You can thank environmentalists and our Government for the awesome fuel we have now.


----------



## mithesaint (Dec 14, 2013)

I have always used plain gas, immediately added Stabil, and never had a problem.  I've put fresh gas in the tank before I put something away for the season, and never had a problem.  

On the other hand...fuel can't gel or separate or go bad if it's not in the tank...


----------



## rkshed (Dec 14, 2013)

mithesaint said:


> I have always used plain gas, immediately added Stabil, and never had a problem.  I've put fresh gas in the tank before I put something away for the season, and never had a problem.
> 
> On the other hand...fuel can't gel or separate or go bad if it's not in the tank...

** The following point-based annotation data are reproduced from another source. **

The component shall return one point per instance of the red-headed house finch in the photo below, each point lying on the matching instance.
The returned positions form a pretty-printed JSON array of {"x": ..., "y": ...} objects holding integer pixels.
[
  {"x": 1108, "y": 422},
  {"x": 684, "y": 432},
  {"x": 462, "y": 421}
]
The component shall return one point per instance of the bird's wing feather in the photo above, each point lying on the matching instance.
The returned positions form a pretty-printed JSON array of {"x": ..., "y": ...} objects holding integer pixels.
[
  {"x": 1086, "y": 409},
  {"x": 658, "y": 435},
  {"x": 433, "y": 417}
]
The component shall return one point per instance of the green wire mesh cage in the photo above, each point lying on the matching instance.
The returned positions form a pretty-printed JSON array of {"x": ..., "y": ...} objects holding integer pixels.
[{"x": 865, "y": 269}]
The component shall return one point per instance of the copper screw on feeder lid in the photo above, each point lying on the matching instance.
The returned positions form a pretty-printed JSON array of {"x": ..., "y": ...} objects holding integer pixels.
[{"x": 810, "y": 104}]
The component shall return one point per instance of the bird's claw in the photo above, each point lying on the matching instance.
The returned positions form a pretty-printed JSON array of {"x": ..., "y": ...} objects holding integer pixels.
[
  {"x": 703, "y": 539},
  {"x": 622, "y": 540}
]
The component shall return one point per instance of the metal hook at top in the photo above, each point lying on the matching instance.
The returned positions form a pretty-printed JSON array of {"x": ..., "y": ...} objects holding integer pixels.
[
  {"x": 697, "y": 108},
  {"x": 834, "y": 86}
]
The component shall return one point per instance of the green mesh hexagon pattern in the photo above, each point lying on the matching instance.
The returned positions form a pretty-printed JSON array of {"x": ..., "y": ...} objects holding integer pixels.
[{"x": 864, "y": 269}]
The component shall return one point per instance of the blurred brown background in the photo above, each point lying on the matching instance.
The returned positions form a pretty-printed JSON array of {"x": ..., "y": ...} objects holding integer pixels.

Unfortunately, it can separate. Phase Separation is what its called.
The new fuel is actually more hydroscopic (absorbs water) than brake fluid.
On the plus side, this wonderful new fuel is making mechanics a bunch of money. This season had me tearing into more bike carbs than any other ailment.


----------



## cuttingedge (Dec 14, 2013)

I use Star-Tron for everything that is getting put away for any length of time. I also put it in my fuel cans before the winter. You should also be removing the plugs and fogging the cylinders as well as the intakes on any equipment before storage.


----------